Dubai was completely uncooperative when it came to requests from the Maltese police for more information on alleged corruption and 17 Black, anti-money laundering police from the Economic Crimes Unit told the public inquiry into Daphne Caruana Galizia’s murder today.

Witness superintendent Antonovich Muscat told the inquiry that Dubai had never been forthcoming with any information demanded about 17 Black - the secret company owned by Electrogas director Yorgen Fenech, the man suspected of masterminding Caruana Galizia’s murder - and that even rogatory letters sent by the police would be sent back, unopened.

Muscat said that there was also insufficient evidence of wrongdoing when it came to the transfer of €100,000 in two €50,000 payments from Willerby Inc, a British Virgin Islands company owned by Nexia BT director Brian Tonna, to former OPM chief of staff Keith Schembri.

Asked whether he had ever found any information about MacBridge, another Dubai company whose owner remains unknown, Muscat said that there was "zero" information.

Tonna had justified the money transfers, saying they were repayments for a loan from Schembri while he (Tonna) was going through a marital separation. Caruana Galizia, however, had alleged that the money was in fact a kickback to Schembri on the sale of Maltese citizenship to three Russian nationals.

Muscat, however, told the inquiry that, while the transfers raised red flags, there was insufficient evidence of a crime having been committed.

The inquiry also heard the testimony of superintendent Ray Aquilina, also from the ECU, who said that Caruana Galizia’s reporting on corruption had formed the basis of some police investigations.

Amongst these was the ongoing investigation into Opposition leader Adrian Delia, based on claims by Caruana Galizia that he had made money from a prostitution racket in the UK.

The public inquiry will continue on 12 February, with journalists Caroline Muscat and Monique Agius expected to take the witness stand.

The public inquiry will have to determine whether any wrongful action or omission by or within any State entity could have facilitated the assassination of Caruana Galizia or failed to prevent it, particularly whether the State knew or should have known of risks to the journalist’s life “at the time” of her murder.

It must also consider whether the State not only knew of, but “caused” risks to Caruana Galizia’s life.

Although its terms of reference allow for restrictions on the publication of the inquiry's report, it specifies that the board must provide the family with the opportunity to read the full report, including the redacted parts, without being granted copies of the text underlying any redactions.
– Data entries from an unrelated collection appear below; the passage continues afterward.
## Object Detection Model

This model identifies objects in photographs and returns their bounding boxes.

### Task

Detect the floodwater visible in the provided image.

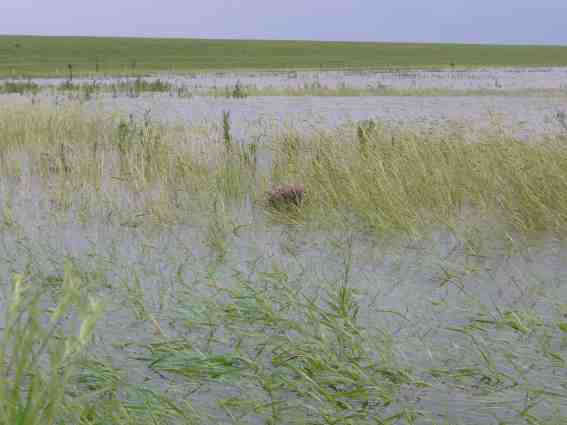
[0,69,567,424]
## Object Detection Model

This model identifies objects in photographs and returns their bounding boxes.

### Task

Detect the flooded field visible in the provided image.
[0,69,567,425]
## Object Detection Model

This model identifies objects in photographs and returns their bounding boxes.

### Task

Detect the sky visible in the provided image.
[0,0,567,45]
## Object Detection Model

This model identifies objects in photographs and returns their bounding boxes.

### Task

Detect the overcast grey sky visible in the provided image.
[0,0,567,44]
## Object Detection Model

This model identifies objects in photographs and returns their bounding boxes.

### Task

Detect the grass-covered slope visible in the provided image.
[0,36,567,76]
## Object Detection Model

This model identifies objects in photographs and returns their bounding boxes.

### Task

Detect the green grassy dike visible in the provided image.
[0,35,567,77]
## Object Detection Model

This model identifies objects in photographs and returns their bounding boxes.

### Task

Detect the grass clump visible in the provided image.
[0,274,102,425]
[0,102,567,237]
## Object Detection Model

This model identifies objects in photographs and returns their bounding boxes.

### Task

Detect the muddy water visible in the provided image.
[0,70,567,424]
[10,68,567,90]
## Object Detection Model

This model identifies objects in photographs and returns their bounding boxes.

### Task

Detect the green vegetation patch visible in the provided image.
[0,36,567,77]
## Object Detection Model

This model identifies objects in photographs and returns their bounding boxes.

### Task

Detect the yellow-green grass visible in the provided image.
[0,104,567,425]
[0,35,567,77]
[0,102,567,242]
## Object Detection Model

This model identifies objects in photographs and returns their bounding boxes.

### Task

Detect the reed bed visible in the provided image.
[0,105,567,425]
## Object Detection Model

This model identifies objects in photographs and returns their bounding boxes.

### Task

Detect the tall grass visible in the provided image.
[0,107,567,237]
[0,96,567,425]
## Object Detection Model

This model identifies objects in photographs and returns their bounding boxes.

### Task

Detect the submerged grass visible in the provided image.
[0,106,567,236]
[4,77,567,100]
[0,101,567,425]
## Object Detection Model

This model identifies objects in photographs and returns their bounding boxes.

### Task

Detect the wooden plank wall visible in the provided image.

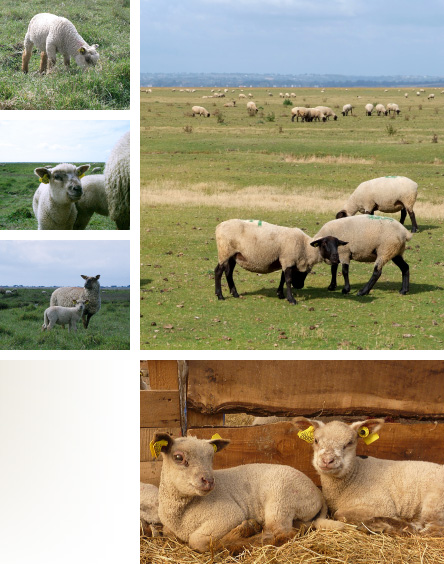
[141,361,444,484]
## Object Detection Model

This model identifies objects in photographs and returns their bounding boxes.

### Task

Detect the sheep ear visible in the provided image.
[34,168,51,184]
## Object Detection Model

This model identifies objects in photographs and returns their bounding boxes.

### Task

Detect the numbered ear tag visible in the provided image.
[150,439,168,458]
[298,427,314,443]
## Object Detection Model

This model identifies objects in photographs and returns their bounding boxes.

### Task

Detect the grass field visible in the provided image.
[141,88,444,349]
[0,163,116,229]
[0,0,130,110]
[0,288,130,350]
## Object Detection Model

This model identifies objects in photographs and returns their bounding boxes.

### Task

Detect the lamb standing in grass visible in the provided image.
[336,176,418,233]
[32,163,90,229]
[293,417,444,534]
[22,14,99,73]
[50,274,101,329]
[74,174,109,229]
[153,433,326,552]
[214,219,347,304]
[42,300,88,332]
[315,215,412,296]
[104,131,130,229]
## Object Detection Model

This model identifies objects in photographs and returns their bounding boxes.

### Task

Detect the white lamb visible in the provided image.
[74,174,109,229]
[153,433,334,552]
[32,163,90,229]
[22,14,99,73]
[42,300,88,332]
[104,131,130,229]
[293,417,444,535]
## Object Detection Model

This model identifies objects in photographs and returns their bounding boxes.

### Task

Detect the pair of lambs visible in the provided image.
[22,13,99,73]
[33,131,130,229]
[214,215,412,304]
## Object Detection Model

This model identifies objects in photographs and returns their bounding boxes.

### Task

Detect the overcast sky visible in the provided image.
[0,120,129,164]
[140,0,444,76]
[0,241,130,286]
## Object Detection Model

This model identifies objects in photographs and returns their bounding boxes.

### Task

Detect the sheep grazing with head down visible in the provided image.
[152,433,335,552]
[293,417,444,534]
[22,14,99,73]
[214,219,347,304]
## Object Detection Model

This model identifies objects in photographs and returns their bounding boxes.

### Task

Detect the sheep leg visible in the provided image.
[392,255,410,295]
[358,266,382,296]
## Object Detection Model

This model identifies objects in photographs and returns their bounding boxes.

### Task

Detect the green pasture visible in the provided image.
[0,288,130,350]
[0,163,116,229]
[0,0,130,110]
[141,88,444,349]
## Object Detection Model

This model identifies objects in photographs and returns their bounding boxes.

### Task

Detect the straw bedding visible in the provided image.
[140,528,444,564]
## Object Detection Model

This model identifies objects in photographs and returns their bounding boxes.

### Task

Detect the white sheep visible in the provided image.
[315,215,412,296]
[293,417,444,534]
[74,174,109,229]
[22,14,99,73]
[191,106,210,117]
[387,103,401,115]
[140,482,160,537]
[214,219,347,304]
[247,102,259,116]
[154,433,334,552]
[42,299,88,332]
[49,274,101,329]
[32,163,90,229]
[336,176,418,233]
[375,104,388,116]
[104,131,130,229]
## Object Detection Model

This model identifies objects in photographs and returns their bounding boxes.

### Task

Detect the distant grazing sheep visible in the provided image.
[22,14,99,73]
[74,174,109,229]
[103,131,130,229]
[32,163,90,229]
[50,274,101,329]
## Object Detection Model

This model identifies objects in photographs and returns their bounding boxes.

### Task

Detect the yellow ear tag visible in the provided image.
[150,439,168,458]
[211,433,222,452]
[298,427,314,443]
[358,427,379,446]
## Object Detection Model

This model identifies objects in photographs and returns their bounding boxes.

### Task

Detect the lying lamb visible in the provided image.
[42,300,88,332]
[293,417,444,534]
[152,433,333,552]
[22,14,99,73]
[214,219,347,304]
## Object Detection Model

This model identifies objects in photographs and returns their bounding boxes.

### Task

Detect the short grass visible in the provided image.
[0,0,130,110]
[0,288,130,350]
[141,85,444,350]
[0,163,116,230]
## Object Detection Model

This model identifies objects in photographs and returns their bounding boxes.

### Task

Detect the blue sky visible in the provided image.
[0,241,130,286]
[0,120,129,165]
[140,0,444,76]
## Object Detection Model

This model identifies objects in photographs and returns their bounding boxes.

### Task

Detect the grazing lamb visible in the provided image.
[50,274,101,329]
[191,106,210,117]
[214,219,347,304]
[22,14,99,73]
[247,102,259,116]
[315,215,412,296]
[153,433,334,552]
[140,482,160,537]
[336,176,418,233]
[104,131,130,229]
[74,174,109,229]
[42,300,88,332]
[293,417,444,534]
[375,104,388,116]
[32,163,90,229]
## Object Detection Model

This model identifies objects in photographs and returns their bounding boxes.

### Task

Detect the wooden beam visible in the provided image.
[188,360,444,419]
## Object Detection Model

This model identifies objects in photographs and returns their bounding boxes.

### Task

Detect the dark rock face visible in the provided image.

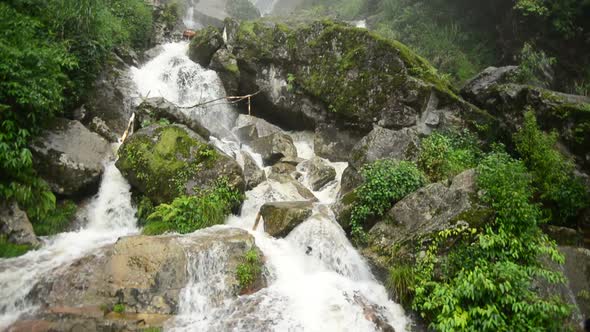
[241,151,266,190]
[349,126,420,170]
[135,97,211,139]
[22,227,266,331]
[362,170,491,275]
[302,157,336,191]
[260,201,313,237]
[84,55,136,137]
[209,20,489,137]
[0,202,40,246]
[251,133,297,165]
[31,119,112,196]
[116,125,245,204]
[188,27,223,67]
[461,67,590,172]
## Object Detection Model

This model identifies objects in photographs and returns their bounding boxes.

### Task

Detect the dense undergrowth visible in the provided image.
[304,0,590,94]
[374,112,589,331]
[0,0,152,243]
[143,178,242,235]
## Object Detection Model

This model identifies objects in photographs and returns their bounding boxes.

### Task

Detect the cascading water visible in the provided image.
[133,43,408,331]
[0,154,137,330]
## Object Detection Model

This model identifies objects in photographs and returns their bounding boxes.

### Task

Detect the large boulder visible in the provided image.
[260,201,313,237]
[240,151,266,190]
[250,132,297,165]
[22,226,265,331]
[135,97,211,139]
[116,125,245,204]
[0,202,40,246]
[30,118,112,196]
[188,27,223,67]
[461,67,590,172]
[349,126,420,170]
[362,170,492,276]
[302,157,336,191]
[213,20,489,134]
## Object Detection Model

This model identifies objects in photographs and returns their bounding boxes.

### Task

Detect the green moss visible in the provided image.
[0,235,33,258]
[117,125,218,203]
[236,248,262,293]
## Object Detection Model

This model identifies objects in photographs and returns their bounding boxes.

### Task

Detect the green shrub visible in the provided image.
[0,235,33,258]
[143,178,242,235]
[350,160,426,242]
[28,201,78,236]
[413,152,569,331]
[113,303,125,314]
[514,43,557,87]
[514,110,590,224]
[418,130,481,182]
[236,248,262,292]
[387,264,416,304]
[225,0,260,20]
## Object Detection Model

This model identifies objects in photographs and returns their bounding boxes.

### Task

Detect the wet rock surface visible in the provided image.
[116,125,245,204]
[30,118,112,196]
[260,201,313,237]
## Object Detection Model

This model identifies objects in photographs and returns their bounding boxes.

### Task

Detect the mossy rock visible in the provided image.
[222,19,488,133]
[116,125,245,204]
[188,26,223,67]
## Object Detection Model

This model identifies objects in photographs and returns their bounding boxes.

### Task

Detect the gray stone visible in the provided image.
[31,118,112,196]
[135,97,211,139]
[240,151,266,190]
[302,157,336,191]
[260,201,313,237]
[349,126,420,170]
[0,202,40,246]
[251,133,297,165]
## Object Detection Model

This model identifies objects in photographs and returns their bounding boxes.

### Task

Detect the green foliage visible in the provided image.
[0,0,151,226]
[225,0,260,20]
[0,235,33,258]
[418,130,481,182]
[27,201,78,236]
[413,152,569,331]
[350,160,426,243]
[514,110,590,224]
[143,178,242,235]
[514,43,557,87]
[236,248,262,292]
[113,303,125,314]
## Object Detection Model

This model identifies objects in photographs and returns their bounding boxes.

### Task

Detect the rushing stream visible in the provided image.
[0,43,408,332]
[133,43,407,331]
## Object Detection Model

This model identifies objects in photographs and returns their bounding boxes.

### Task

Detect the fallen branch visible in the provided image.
[173,90,261,114]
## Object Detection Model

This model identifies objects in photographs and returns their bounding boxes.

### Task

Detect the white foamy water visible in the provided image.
[134,43,408,332]
[0,157,137,329]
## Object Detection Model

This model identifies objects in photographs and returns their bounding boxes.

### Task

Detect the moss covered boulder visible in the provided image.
[188,27,223,67]
[116,125,245,204]
[212,19,489,139]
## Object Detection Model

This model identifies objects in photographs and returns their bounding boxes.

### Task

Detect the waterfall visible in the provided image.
[0,156,137,329]
[133,43,408,332]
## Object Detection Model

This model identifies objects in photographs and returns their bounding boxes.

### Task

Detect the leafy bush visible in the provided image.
[0,235,33,258]
[350,160,426,242]
[225,0,260,20]
[236,248,262,292]
[143,178,242,235]
[28,201,78,236]
[514,110,590,224]
[514,43,557,87]
[418,130,481,182]
[113,303,125,314]
[413,152,569,331]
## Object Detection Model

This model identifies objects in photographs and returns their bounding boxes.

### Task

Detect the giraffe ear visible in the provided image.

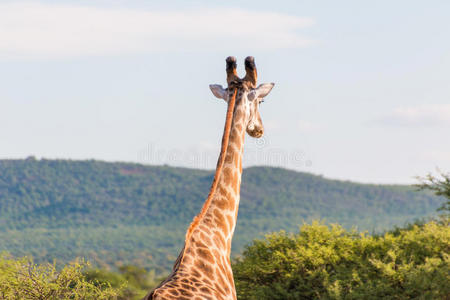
[248,83,275,101]
[209,84,227,101]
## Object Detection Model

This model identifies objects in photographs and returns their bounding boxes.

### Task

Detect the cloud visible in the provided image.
[375,104,450,127]
[0,2,314,59]
[297,120,322,133]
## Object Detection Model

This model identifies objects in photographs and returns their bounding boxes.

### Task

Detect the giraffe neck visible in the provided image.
[146,89,249,299]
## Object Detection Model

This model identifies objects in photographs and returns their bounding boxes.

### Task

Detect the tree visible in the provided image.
[233,221,450,300]
[0,254,120,300]
[416,170,450,216]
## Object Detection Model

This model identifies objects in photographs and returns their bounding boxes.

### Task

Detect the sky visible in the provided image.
[0,0,450,184]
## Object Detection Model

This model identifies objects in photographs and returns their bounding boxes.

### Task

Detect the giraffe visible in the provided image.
[143,56,274,300]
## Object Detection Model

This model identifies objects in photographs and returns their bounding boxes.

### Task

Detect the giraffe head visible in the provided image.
[209,56,274,138]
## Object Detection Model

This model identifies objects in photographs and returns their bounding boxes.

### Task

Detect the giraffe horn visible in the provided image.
[225,56,239,85]
[244,56,258,88]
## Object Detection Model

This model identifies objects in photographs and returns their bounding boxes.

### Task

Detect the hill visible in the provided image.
[0,159,442,271]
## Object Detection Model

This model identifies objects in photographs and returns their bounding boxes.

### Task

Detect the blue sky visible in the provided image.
[0,0,450,183]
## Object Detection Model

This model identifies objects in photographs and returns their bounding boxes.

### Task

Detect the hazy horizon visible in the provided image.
[0,0,450,184]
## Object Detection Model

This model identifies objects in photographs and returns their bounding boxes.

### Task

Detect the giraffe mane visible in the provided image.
[173,88,237,271]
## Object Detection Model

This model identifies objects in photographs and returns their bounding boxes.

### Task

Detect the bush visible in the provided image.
[233,221,450,299]
[0,254,120,300]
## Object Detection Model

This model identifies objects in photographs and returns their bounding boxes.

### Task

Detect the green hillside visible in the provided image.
[0,159,442,271]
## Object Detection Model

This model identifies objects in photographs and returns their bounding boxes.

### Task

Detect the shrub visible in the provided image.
[233,221,450,299]
[0,254,120,300]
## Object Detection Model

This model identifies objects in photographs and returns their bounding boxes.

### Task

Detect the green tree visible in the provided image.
[233,221,450,300]
[0,254,120,300]
[416,171,450,216]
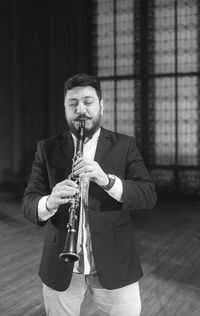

The family are also prohibited from divulging the redacted content.

The public inquiry's board is chaired by retired Judge Michael Mallia and also composed of former Chief Justice Joseph Said Pullicino and Judge Abigail Lofaro.

The inquiry board is bound to presenting the inquiry report, once it is completed, to the Prime Minister and Attorney General, to notify the public that the inquiry has been concluded and presented to the Prime Minister, and, most notably, to publish the report within eight working days from when it is delivered to the Prime Minister.

The Prime Minister has to table the report in Parliament within five days of receiving it.

The inquiry must be completed within nine months.